Le donne nel Medioevo

Le donne nel Medioevo

Come osserva lo storico G. Duby “Per molto tempo le donne sono state lasciate nell’ombra della storia”, e anche quando le cronache  si interessavano di loro, erano considerate come una massa anonima, ad eccezione di quelle in qualche modo vicine ai centri di potere (regine, grandi dame, badesse, letterate). Per quanto riguarda la cultura europea possiamo pensare all’antichità greca, al mondo romano, all’alto Medioevo come ai periodi più difficili per l’universo femminile, ma ancora adesso la storia è  in prevalenza storia degli uomini e delle gesta degli uomini.

Il risveglio della società dopo il X secolo interessò in parte anche le donne; in quel periodo si ebbe una notevole crescita economica e culturale in tutta Europa: si delineavano le strutture dei futuri Stati europei, nascevano i Comuni, si sviluppavano i commerci, veniva bandita la I Crociata (1096-99) che segnò l’inizio dei pellegrinaggi religiosi, molto diffusi in tutto il basso medioevo. Accanto alla rinascita economica si sviluppava una cultura laica, che accompagnava le trasformazioni sociali dovute a nuove forme economiche: il sorgere dei nuovi ceti e l’aumento della popolazione influirono anche sulla condizione delle donne. Tuttavia la condizione femminile risentiva sempre del tradizionale modello maschile-patriarcale, anche se cominciarono a manifestarsi dei cambiamenti che passavano attraverso la spiritualità religiosa. 

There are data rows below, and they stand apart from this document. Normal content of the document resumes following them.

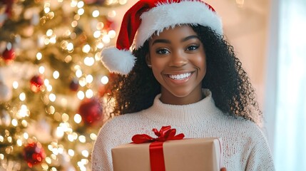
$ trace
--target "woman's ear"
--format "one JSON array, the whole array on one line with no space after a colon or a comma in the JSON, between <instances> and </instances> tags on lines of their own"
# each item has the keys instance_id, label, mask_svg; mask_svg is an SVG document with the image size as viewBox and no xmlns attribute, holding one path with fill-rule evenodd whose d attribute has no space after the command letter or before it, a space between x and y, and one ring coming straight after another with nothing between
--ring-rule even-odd
<instances>
[{"instance_id":1,"label":"woman's ear","mask_svg":"<svg viewBox=\"0 0 306 171\"><path fill-rule=\"evenodd\" d=\"M146 55L146 63L147 63L148 66L149 68L152 68L152 65L151 65L151 58L150 58L150 54L147 53Z\"/></svg>"}]
</instances>

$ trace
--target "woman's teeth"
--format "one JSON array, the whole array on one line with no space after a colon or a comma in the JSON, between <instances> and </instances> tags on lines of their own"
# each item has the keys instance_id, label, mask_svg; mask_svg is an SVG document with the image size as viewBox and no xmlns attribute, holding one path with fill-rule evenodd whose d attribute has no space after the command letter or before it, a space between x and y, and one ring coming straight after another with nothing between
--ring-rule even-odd
<instances>
[{"instance_id":1,"label":"woman's teeth","mask_svg":"<svg viewBox=\"0 0 306 171\"><path fill-rule=\"evenodd\" d=\"M189 77L190 75L191 75L191 73L182 73L182 74L178 74L178 75L168 75L168 76L171 79L173 79L173 80L183 80Z\"/></svg>"}]
</instances>

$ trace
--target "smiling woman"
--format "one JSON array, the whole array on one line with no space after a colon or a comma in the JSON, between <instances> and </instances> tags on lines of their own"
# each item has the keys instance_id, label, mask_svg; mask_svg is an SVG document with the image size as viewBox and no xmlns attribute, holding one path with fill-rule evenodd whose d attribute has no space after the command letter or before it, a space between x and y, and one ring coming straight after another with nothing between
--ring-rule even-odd
<instances>
[{"instance_id":1,"label":"smiling woman","mask_svg":"<svg viewBox=\"0 0 306 171\"><path fill-rule=\"evenodd\" d=\"M203 99L202 81L206 73L203 43L189 26L165 30L149 41L147 63L160 84L160 100L187 105Z\"/></svg>"},{"instance_id":2,"label":"smiling woman","mask_svg":"<svg viewBox=\"0 0 306 171\"><path fill-rule=\"evenodd\" d=\"M102 61L116 73L108 99L116 100L116 116L97 138L93 170L112 170L112 148L163 125L187 138L222 138L229 170L274 170L254 90L210 6L139 1Z\"/></svg>"}]
</instances>

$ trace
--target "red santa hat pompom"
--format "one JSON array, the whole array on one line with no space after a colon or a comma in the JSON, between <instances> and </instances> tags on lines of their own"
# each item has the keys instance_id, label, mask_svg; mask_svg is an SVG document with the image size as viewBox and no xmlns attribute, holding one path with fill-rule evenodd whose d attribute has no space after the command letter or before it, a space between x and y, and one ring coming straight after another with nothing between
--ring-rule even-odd
<instances>
[{"instance_id":1,"label":"red santa hat pompom","mask_svg":"<svg viewBox=\"0 0 306 171\"><path fill-rule=\"evenodd\" d=\"M124 15L116 47L102 51L102 62L110 72L128 74L136 60L131 46L138 49L153 34L182 24L209 26L216 33L223 33L220 17L203 1L141 0Z\"/></svg>"}]
</instances>

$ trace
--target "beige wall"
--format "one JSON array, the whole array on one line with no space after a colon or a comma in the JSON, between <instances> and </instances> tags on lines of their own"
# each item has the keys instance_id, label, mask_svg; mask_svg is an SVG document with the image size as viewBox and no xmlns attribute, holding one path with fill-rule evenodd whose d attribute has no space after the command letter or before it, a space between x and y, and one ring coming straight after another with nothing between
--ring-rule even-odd
<instances>
[{"instance_id":1,"label":"beige wall","mask_svg":"<svg viewBox=\"0 0 306 171\"><path fill-rule=\"evenodd\" d=\"M136 0L119 7L117 20L122 17ZM234 46L257 94L261 108L264 100L265 57L270 0L247 0L239 7L235 0L206 0L223 19L228 41Z\"/></svg>"}]
</instances>

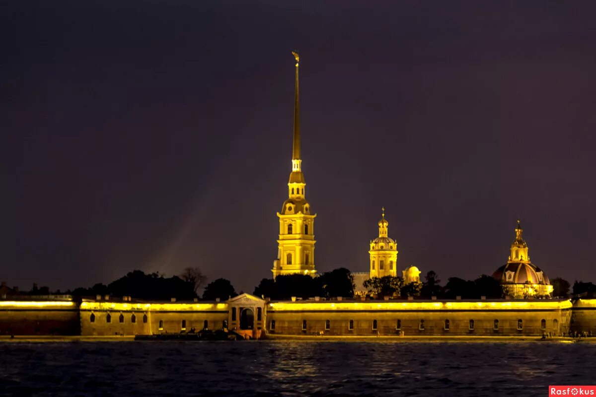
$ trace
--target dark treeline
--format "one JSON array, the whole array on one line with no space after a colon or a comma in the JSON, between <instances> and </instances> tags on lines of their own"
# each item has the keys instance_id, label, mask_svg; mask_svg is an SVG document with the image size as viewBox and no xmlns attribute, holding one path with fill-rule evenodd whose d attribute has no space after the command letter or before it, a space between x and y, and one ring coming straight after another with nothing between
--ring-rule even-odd
<instances>
[{"instance_id":1,"label":"dark treeline","mask_svg":"<svg viewBox=\"0 0 596 397\"><path fill-rule=\"evenodd\" d=\"M263 279L253 295L274 300L286 300L292 296L303 299L314 296L351 298L354 296L354 277L350 271L340 268L315 277L287 274L278 276L275 280Z\"/></svg>"},{"instance_id":2,"label":"dark treeline","mask_svg":"<svg viewBox=\"0 0 596 397\"><path fill-rule=\"evenodd\" d=\"M113 295L131 296L139 299L179 300L200 298L198 290L203 286L206 277L197 268L187 268L179 276L166 277L158 273L145 274L135 270L108 284L98 283L88 288L79 287L61 292L51 292L46 286L38 287L33 285L29 291L13 291L8 295L47 295L51 293L70 294L76 296ZM573 286L560 278L551 280L552 296L555 298L596 298L596 285L591 282L576 281ZM358 286L359 287L360 286ZM330 298L342 296L353 298L356 286L354 278L346 268L340 268L312 277L305 274L279 276L275 280L263 279L254 289L253 294L274 300L287 300L292 296L308 299L315 296ZM464 280L449 277L445 285L436 273L429 271L422 282L405 284L402 277L386 276L373 278L364 282L364 288L368 296L381 299L384 296L403 298L414 296L422 299L488 299L502 298L505 293L499 282L492 277L483 274L475 280ZM240 293L242 293L241 291ZM218 279L204 286L202 299L225 301L238 295L229 280Z\"/></svg>"}]
</instances>

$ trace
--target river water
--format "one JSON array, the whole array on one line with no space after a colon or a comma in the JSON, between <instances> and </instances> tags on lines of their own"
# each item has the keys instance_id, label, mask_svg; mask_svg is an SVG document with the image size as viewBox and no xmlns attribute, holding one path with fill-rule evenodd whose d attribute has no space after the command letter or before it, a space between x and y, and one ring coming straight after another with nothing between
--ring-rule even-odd
<instances>
[{"instance_id":1,"label":"river water","mask_svg":"<svg viewBox=\"0 0 596 397\"><path fill-rule=\"evenodd\" d=\"M0 343L0 395L517 397L594 383L594 343Z\"/></svg>"}]
</instances>

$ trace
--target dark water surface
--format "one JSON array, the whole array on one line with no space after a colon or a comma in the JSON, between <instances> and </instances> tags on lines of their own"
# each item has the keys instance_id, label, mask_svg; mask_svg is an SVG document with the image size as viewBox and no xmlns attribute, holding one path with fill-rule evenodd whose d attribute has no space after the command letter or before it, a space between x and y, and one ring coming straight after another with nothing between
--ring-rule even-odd
<instances>
[{"instance_id":1,"label":"dark water surface","mask_svg":"<svg viewBox=\"0 0 596 397\"><path fill-rule=\"evenodd\" d=\"M596 383L596 343L0 343L0 395L548 396Z\"/></svg>"}]
</instances>

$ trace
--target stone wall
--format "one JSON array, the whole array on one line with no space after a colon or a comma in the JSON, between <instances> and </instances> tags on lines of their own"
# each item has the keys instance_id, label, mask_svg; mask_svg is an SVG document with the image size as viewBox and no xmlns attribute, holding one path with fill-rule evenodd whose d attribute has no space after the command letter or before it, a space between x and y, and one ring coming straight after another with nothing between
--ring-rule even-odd
<instances>
[{"instance_id":1,"label":"stone wall","mask_svg":"<svg viewBox=\"0 0 596 397\"><path fill-rule=\"evenodd\" d=\"M274 302L268 306L268 330L296 335L561 335L569 329L571 313L569 301Z\"/></svg>"},{"instance_id":2,"label":"stone wall","mask_svg":"<svg viewBox=\"0 0 596 397\"><path fill-rule=\"evenodd\" d=\"M596 299L578 299L572 309L571 330L596 336Z\"/></svg>"},{"instance_id":3,"label":"stone wall","mask_svg":"<svg viewBox=\"0 0 596 397\"><path fill-rule=\"evenodd\" d=\"M179 333L193 328L199 331L206 325L209 329L222 329L228 318L225 303L85 300L80 305L80 332L82 335Z\"/></svg>"},{"instance_id":4,"label":"stone wall","mask_svg":"<svg viewBox=\"0 0 596 397\"><path fill-rule=\"evenodd\" d=\"M72 301L1 301L0 335L77 335L78 305Z\"/></svg>"}]
</instances>

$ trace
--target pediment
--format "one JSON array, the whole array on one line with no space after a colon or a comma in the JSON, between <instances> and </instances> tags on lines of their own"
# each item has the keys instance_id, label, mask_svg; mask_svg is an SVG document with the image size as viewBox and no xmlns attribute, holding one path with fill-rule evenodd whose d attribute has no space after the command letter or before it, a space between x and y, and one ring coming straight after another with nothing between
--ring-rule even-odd
<instances>
[{"instance_id":1,"label":"pediment","mask_svg":"<svg viewBox=\"0 0 596 397\"><path fill-rule=\"evenodd\" d=\"M231 304L265 304L265 299L246 293L242 293L239 295L238 296L234 296L234 298L230 298L228 299L227 302L228 303Z\"/></svg>"}]
</instances>

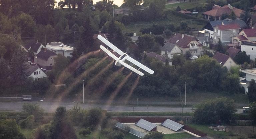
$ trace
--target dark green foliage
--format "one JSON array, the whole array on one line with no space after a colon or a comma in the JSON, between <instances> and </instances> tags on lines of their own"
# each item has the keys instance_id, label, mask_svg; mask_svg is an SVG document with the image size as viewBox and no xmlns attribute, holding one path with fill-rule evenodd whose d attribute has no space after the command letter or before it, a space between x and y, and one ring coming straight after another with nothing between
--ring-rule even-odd
<instances>
[{"instance_id":1,"label":"dark green foliage","mask_svg":"<svg viewBox=\"0 0 256 139\"><path fill-rule=\"evenodd\" d=\"M218 118L228 123L236 111L234 101L221 97L206 100L197 106L193 120L201 124L215 123Z\"/></svg>"},{"instance_id":2,"label":"dark green foliage","mask_svg":"<svg viewBox=\"0 0 256 139\"><path fill-rule=\"evenodd\" d=\"M207 55L209 58L212 58L213 57L213 53L209 51L206 51L205 53L204 53L204 54Z\"/></svg>"},{"instance_id":3,"label":"dark green foliage","mask_svg":"<svg viewBox=\"0 0 256 139\"><path fill-rule=\"evenodd\" d=\"M238 53L234 60L236 63L240 65L243 64L245 62L250 63L251 62L250 57L246 55L245 51Z\"/></svg>"},{"instance_id":4,"label":"dark green foliage","mask_svg":"<svg viewBox=\"0 0 256 139\"><path fill-rule=\"evenodd\" d=\"M177 8L176 8L176 11L180 11L181 10L181 8L180 8L179 6L178 6Z\"/></svg>"},{"instance_id":5,"label":"dark green foliage","mask_svg":"<svg viewBox=\"0 0 256 139\"><path fill-rule=\"evenodd\" d=\"M91 134L91 131L88 129L82 128L79 131L79 134L82 134L84 136Z\"/></svg>"},{"instance_id":6,"label":"dark green foliage","mask_svg":"<svg viewBox=\"0 0 256 139\"><path fill-rule=\"evenodd\" d=\"M150 132L144 136L144 139L163 139L164 134L158 131Z\"/></svg>"},{"instance_id":7,"label":"dark green foliage","mask_svg":"<svg viewBox=\"0 0 256 139\"><path fill-rule=\"evenodd\" d=\"M18 50L13 55L11 63L10 76L13 83L21 85L24 84L27 78L26 70L28 67L25 65L25 52Z\"/></svg>"},{"instance_id":8,"label":"dark green foliage","mask_svg":"<svg viewBox=\"0 0 256 139\"><path fill-rule=\"evenodd\" d=\"M256 101L256 83L252 79L248 86L248 96L251 102Z\"/></svg>"},{"instance_id":9,"label":"dark green foliage","mask_svg":"<svg viewBox=\"0 0 256 139\"><path fill-rule=\"evenodd\" d=\"M15 120L0 120L0 138L25 139Z\"/></svg>"},{"instance_id":10,"label":"dark green foliage","mask_svg":"<svg viewBox=\"0 0 256 139\"><path fill-rule=\"evenodd\" d=\"M249 105L249 116L253 120L256 120L256 101L251 103Z\"/></svg>"}]
</instances>

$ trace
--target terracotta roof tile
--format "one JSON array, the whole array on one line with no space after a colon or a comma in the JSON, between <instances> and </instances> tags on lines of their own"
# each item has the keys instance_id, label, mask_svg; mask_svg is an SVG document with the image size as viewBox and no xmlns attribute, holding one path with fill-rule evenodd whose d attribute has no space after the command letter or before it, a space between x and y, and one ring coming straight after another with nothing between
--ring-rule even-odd
<instances>
[{"instance_id":1,"label":"terracotta roof tile","mask_svg":"<svg viewBox=\"0 0 256 139\"><path fill-rule=\"evenodd\" d=\"M229 56L231 58L234 58L240 51L240 49L237 49L232 47L230 47L228 50L228 52L229 54Z\"/></svg>"},{"instance_id":2,"label":"terracotta roof tile","mask_svg":"<svg viewBox=\"0 0 256 139\"><path fill-rule=\"evenodd\" d=\"M241 28L236 24L228 25L219 25L217 26L220 30L229 30L235 29L240 29Z\"/></svg>"},{"instance_id":3,"label":"terracotta roof tile","mask_svg":"<svg viewBox=\"0 0 256 139\"><path fill-rule=\"evenodd\" d=\"M229 58L230 57L228 55L217 52L213 58L217 60L218 62L220 63L220 65L223 66Z\"/></svg>"},{"instance_id":4,"label":"terracotta roof tile","mask_svg":"<svg viewBox=\"0 0 256 139\"><path fill-rule=\"evenodd\" d=\"M247 29L243 30L247 37L256 37L256 29Z\"/></svg>"}]
</instances>

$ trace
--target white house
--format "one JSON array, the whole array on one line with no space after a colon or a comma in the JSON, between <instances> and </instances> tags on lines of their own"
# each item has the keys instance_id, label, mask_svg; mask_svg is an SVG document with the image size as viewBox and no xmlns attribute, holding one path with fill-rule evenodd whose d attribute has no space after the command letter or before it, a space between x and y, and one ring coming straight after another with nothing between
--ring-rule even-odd
<instances>
[{"instance_id":1,"label":"white house","mask_svg":"<svg viewBox=\"0 0 256 139\"><path fill-rule=\"evenodd\" d=\"M31 77L34 80L44 77L47 77L47 75L36 65L31 64L28 62L25 63L28 68L25 71L28 78Z\"/></svg>"},{"instance_id":2,"label":"white house","mask_svg":"<svg viewBox=\"0 0 256 139\"><path fill-rule=\"evenodd\" d=\"M49 50L66 57L72 57L72 54L74 50L74 47L65 45L59 42L52 42L50 44L47 44L46 46Z\"/></svg>"},{"instance_id":3,"label":"white house","mask_svg":"<svg viewBox=\"0 0 256 139\"><path fill-rule=\"evenodd\" d=\"M172 58L173 55L180 55L181 54L181 50L175 44L166 43L161 49L161 55L167 56L170 59Z\"/></svg>"},{"instance_id":4,"label":"white house","mask_svg":"<svg viewBox=\"0 0 256 139\"><path fill-rule=\"evenodd\" d=\"M213 58L217 60L221 65L227 67L229 71L230 70L231 67L237 66L236 63L229 56L217 52Z\"/></svg>"},{"instance_id":5,"label":"white house","mask_svg":"<svg viewBox=\"0 0 256 139\"><path fill-rule=\"evenodd\" d=\"M255 61L256 59L256 42L248 41L241 41L241 51L246 52L246 55L251 60Z\"/></svg>"}]
</instances>

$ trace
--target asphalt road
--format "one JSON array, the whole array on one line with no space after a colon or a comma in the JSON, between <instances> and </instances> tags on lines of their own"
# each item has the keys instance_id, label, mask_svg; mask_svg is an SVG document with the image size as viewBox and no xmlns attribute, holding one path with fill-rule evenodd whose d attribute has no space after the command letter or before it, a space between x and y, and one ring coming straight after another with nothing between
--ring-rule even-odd
<instances>
[{"instance_id":1,"label":"asphalt road","mask_svg":"<svg viewBox=\"0 0 256 139\"><path fill-rule=\"evenodd\" d=\"M0 102L0 111L23 111L22 104L23 102ZM35 103L35 102L28 102ZM80 103L73 103L69 102L36 102L39 104L45 112L53 112L55 111L56 108L59 106L65 107L67 109L71 108L77 104L81 108L87 109L93 107L99 107L108 111L144 111L156 112L180 112L179 107L153 107L153 106L118 106L110 105L106 106L102 104L83 104ZM181 109L182 112L182 108ZM238 109L238 112L241 113L242 109ZM183 112L192 112L192 108L186 107L183 108Z\"/></svg>"}]
</instances>

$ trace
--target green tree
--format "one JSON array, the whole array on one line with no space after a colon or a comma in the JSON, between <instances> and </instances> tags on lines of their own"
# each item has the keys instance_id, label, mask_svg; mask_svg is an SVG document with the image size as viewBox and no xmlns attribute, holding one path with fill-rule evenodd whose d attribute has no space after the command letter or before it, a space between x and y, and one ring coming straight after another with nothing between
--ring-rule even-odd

Nell’immaginario medievale si trovano tre figure femminili: la tentatrice, la Regina del cielo e la peccatrice redenta; era un’epoca ottusamente misogina, e solo gradualmente si aprirono alcuni spiragli di novità e di tolleranza verso le donne.  Il modello dominante era quello fornito dalle Scritture, potenziato dagli influssi del pensiero greco. Gli scrittori laici o ecclesiastici trasmettevano il modello della tentatrice, contrapposto alla figura di Maria, simbolo della donna ideale. Da un lato si considerava la figura reale della donna figlia di Eva e segnata inevitabilmente dalla colpa originaria, incapace di moderazione e portatrice di caratteristiche proprie dovute anche alla sua inferiorità naturale (ribadita sulla base di Aristotele e di Paolo); dall’altro lato la figura di Maria, vergine ed esente dal peccato, assunta in cielo e quindi non soggetta a putrefazione, veniva presa a modello di santità e virtù: la prima era la porta della morte, l’altra la porta della vita. Alcuni studiosi, però, ritengono che la condizione femminile migliorò rispetto al passato proprio grazie al culto di Maria, che si diffuse in questo periodo. Ci si ispirava al modello virginale di Maria; si insegnava alle giovani a conformarsi a Lei, (anche assumendo atteggiamenti e gesti adeguati come abbassare gli occhi o guardare il cielo), a coltivare modestia, dolcezza e riserbo. La verginità diventò la virtù per eccellenza, il cui valore sociale era fondamentale sia in caso di matrimonio, sia in caso di  collocazione in un monastero.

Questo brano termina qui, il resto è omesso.